Читать книгу Current Perspectives in Kidney Diseases - Группа авторов - Страница 32

Even though citrate is primarily used for extracorporeal anticoagulation, it has a significant effect on the acid-base balance as well. Anticoagulant and acid-base effects are not directly related. The degree of anticoagulation depends on the citrate dose and hypocalcemia (in the extracorporeal circuit), while the effect on the acid-base status depends on citrate metabolism.

The citrate metabolic load to the patient is the difference between the citrate infused into the CRRT circuit and the quantity of citrate lost in the effluent. In fact there is a direct positive correlation between the effluent volume and the amount of citrate lost [7]. With the more commonly reported citrate protocols, the citrate load is approximately 10–20 mmol/h. This citrate load to the patient is quickly metabolized through the aerobic pathways of the Krebs cycle in the liver, skeletal muscle, and kidney. For each 1 mmol citrate metabolized in the Krebs cycle, 3 mmol hydrogen ions are consumed and 3 mmol bicarbonate is generated, assuming that the citrate is completely metabolized. The resulting bicarbonate produced from citrate metabolism along with bicarbonate in replacement/dialysis fluids provides the buffer supply to the patient [8].

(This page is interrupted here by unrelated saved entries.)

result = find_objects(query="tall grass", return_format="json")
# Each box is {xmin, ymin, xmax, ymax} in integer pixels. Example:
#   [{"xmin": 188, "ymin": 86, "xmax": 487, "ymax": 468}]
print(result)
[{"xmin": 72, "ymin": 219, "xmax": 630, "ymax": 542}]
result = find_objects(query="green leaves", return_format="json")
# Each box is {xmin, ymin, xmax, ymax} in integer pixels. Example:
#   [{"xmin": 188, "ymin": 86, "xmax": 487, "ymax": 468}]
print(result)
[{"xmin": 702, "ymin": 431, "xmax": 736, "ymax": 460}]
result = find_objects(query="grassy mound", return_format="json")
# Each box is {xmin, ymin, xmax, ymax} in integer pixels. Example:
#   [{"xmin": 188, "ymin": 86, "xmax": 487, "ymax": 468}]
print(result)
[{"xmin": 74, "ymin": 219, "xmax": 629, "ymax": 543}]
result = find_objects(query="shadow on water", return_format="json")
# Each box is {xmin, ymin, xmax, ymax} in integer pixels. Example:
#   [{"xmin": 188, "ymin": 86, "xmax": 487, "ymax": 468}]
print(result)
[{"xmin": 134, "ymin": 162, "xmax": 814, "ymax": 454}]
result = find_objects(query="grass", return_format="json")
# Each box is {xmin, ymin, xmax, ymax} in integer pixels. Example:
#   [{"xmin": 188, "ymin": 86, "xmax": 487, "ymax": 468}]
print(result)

But the buffer power of a citrate solution also depends on the proportion of strong cations in the fluid counterbalancing the citrate anion. Generally, citrate is available at various concentrations of trisodium salt, but in some commercial solutions hydrogen is used (citric acid) instead of sodium. Hydrogen does not act as a buffer. The Stewart approach to the acid-base equilibrium [21] provides an interesting tool for a deeper comprehension of the buffering effect of citrate. After metabolism of citrate, the remaining sodium increases the strong ion difference (SID) in body fluids: SID = (Na⁺ + K⁺ + Ca²⁺ + Mg²⁺) – (Cl⁻ + lactate⁻). An increased SID produces alkalosis, while the infusion of a zero-SID fluid (such as saline) decreases the SID of body fluids and causes acidosis. As the citrate anion contrasts the cation load, the citrate solution has per se a zero SID (SID = [Na⁺ + K⁺ + Ca²⁺ + Mg²⁺] – [Cl⁻ + citrate³⁻]) and is therefore potentially acidifying. As a result of citrate metabolism, there appears an alkalizing effect due to the strong cation load.

Fig. 2. Change in the CRRT anticoagulation modality from 2011 to 2015 in our Nephrological Department and relative change in the difference between the prescribed and delivered dialysis doses. Columns represent the ratio of different anticoagulation modalities per each year (light grey stands for no anticoagulation; medium grey for heparin; dark grey for citrate). Over the years, we progressively increased the number of treatments with regional citrate anticoagulation modality, which, in 2015, reached near half of the overall number of CRRT performed in the intensive care units. Thanks to the reduction of the down-time due to filter clotting, the discrepancy between the prescribed and delivered dialysis doses (arrows) could be progressively reduced, from 22% in 2011 to 7% in 2015. For the same reason, we could effectively increase the prescribed dose.

Indeed, in conditions where citrate metabolism is reduced (severe liver failure, severe tissue hypoxia/hypoperfusion) even trisodium citrate can first cause some acidosis as a zero SID solution, but if citrate is metabolized, free strong cations produce their alkalinizing effect.

So, by the same anticoagulant effect, commercial solutions containing citric acid at least in part will have a lower alkalizing effect, and need to be taken into account in the prescription. In addition, the Stewart approach to acid-base equilibrium, is able to offer an explanation of the fact that different citrate formulations, although infused at similar flow rates and thus giving the patient the same citrate load, may exhibit divergent capacity and speed in correcting acidosis because of a substantial difference in solution SID, and in particular in the chloride content [22].